ヒトカゲは、彼の反応を見て苦笑すると立ち上がった。
「面倒やしただのコソドロっぽいし、ジバコイルはんには連絡せんどいたるよ」
探検隊バッジではかざして刑務所に送還、ということもできる。しかしそれは、依頼でお尋ね者として身柄を確保してほしいと言われたポケモンでなければできない。ヒトカゲの記憶では、ヒマナッツたちがお尋ね者となっている記事はなかったはずだ。刑務所の場所も知らないし、送る手段もない。
「ほなな」
そういって彼は、ヒマナッツたちが通せんぼした先へと歩いていった。
歩くことしばし。ヒトカゲは、時が止まった森に辿り着いた。今日は快晴だが、その場所だけ雨が降っている。降っているといっても雨粒は静止してしまって動きそうにない。

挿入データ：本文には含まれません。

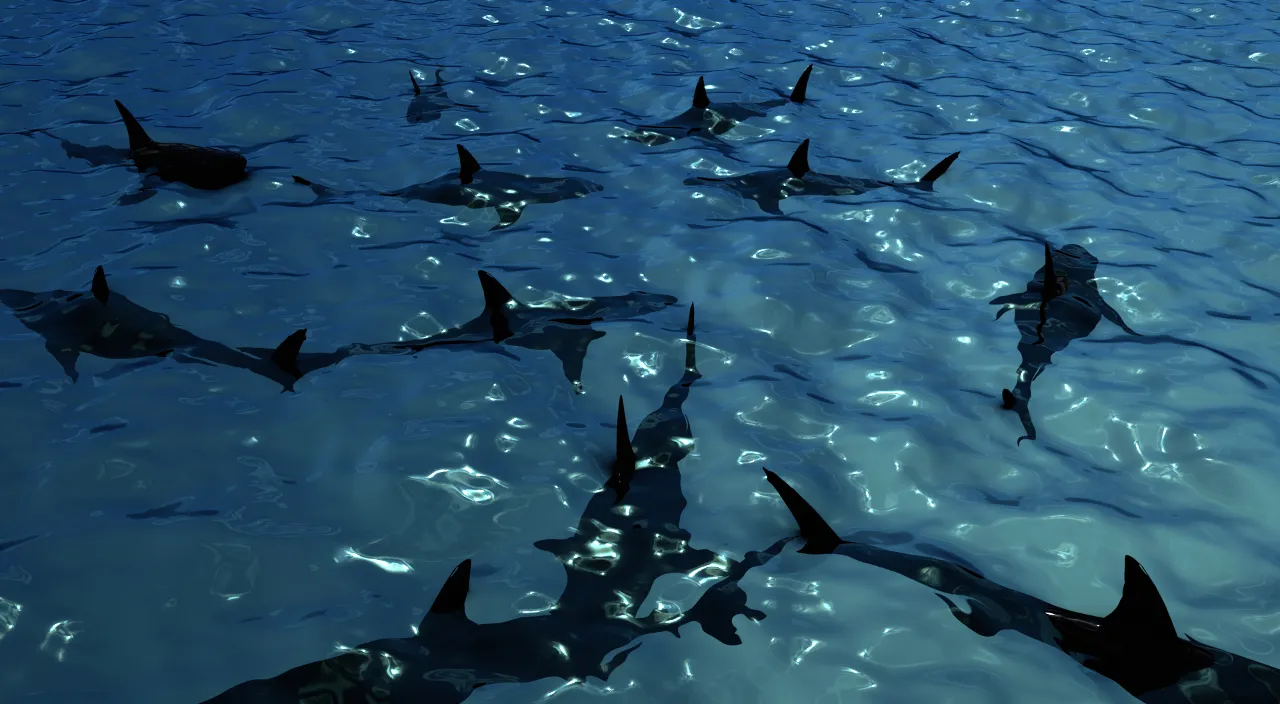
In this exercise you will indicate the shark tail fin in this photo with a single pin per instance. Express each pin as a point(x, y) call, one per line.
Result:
point(99, 287)
point(700, 99)
point(799, 164)
point(819, 539)
point(625, 462)
point(936, 172)
point(467, 165)
point(801, 86)
point(138, 137)
point(286, 355)
point(1141, 609)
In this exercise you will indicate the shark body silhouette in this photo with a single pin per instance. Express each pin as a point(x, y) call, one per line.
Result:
point(597, 615)
point(771, 186)
point(705, 119)
point(562, 329)
point(1134, 645)
point(106, 324)
point(474, 187)
point(1061, 304)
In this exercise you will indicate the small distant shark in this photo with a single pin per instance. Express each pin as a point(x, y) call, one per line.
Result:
point(563, 329)
point(771, 186)
point(704, 119)
point(611, 562)
point(106, 324)
point(472, 187)
point(1061, 304)
point(1136, 645)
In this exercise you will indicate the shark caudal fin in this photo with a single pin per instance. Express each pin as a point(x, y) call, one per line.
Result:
point(99, 287)
point(138, 137)
point(801, 86)
point(625, 458)
point(286, 355)
point(497, 298)
point(936, 172)
point(799, 164)
point(819, 539)
point(467, 165)
point(700, 99)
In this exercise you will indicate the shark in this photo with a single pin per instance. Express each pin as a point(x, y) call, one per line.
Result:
point(471, 186)
point(1061, 304)
point(771, 186)
point(106, 324)
point(705, 119)
point(562, 328)
point(1136, 645)
point(629, 535)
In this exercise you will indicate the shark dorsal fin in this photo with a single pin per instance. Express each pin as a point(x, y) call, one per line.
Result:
point(625, 458)
point(286, 355)
point(452, 598)
point(138, 137)
point(799, 164)
point(1141, 612)
point(700, 99)
point(819, 539)
point(801, 86)
point(467, 165)
point(99, 287)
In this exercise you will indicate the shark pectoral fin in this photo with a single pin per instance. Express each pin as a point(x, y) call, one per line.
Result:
point(99, 287)
point(801, 86)
point(1141, 612)
point(799, 164)
point(819, 539)
point(467, 165)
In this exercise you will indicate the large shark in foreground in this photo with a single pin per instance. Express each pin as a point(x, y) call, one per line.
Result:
point(771, 186)
point(707, 119)
point(1136, 645)
point(106, 324)
point(565, 329)
point(627, 536)
point(471, 186)
point(1061, 304)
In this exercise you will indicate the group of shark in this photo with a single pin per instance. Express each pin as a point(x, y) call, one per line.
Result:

雨が降ったのは一昨日。つまりこの森の時間は、一昨日で止まってしまっている。
ここはキザキの森だと言うことを、彼は地図で確認する。そして、目を見開き、一言呟いた。
「なんでや」
と。
☆☆☆☆
昼下がり。彼は港に辿り着いた。
ポケは十分にあることを確認して、切符の販売所へ向かう。
「あのォ、すんまへん」
受付で新聞を被って寝ているオーダイルに、ヒトカゲは尋ねる。
「アルティオ行きはどれでっか?」
「……アルティオ行きぃ?」
起こされて不機嫌そうなオーダイル。だがばさっと新聞を顔から剥ぎ取ると、別の紙を手に取る。出港表だ。
「ああ、もうすぐ出港だな」
アルティオ船がいつ出るかを見つけたらしく、そう言って出港表を机の上に畳んでおく。
今度は沢山並んでいるほうを眺めて、
「あの船だ」
と言い、一つの橙色の船をその爪で指した。
「ほんなら、切符ください」
「あいよ。往復か片道か、どっちだ?」
オーダイルは首を引っ込めて、引き出しの中から切符の束を取り出す。
一瞬迷うヒトカゲ。ここで往復を買えば、向こうで帰りの切符を買う必要はなくなる。だが、その切符がいつまで有効かはわからない。
結局、片道の切符を買うことにした。
「片道で」
「ほれ。300
Pだ」
想像よりもリーズナブルでヒトカゲは驚くが、言われたとおりの額を支払い、切符を受け取る。
「堪忍な」
そう礼を言って受付を去ろうとした。
「おい兄ちゃん」
が、オーダイルに呼び止められてしまう。ヒトカゲは立ち止まって、オーダイルの方を見た。
オーダイルはヒトカゲを睨んでいた。
「お前、何
者だ?」
この短い会話で何かを感じ取ったのか、それともただ悪さをするポケモンに見えただけか。それは確かではない。オーダイルは圧をかけるような声で言った。
ヒトカゲはそれに対し、
「さあな?」
にやっと笑って答えた。
こうしてヒトカゲは無事、イスティオ大陸を旅立ったのである。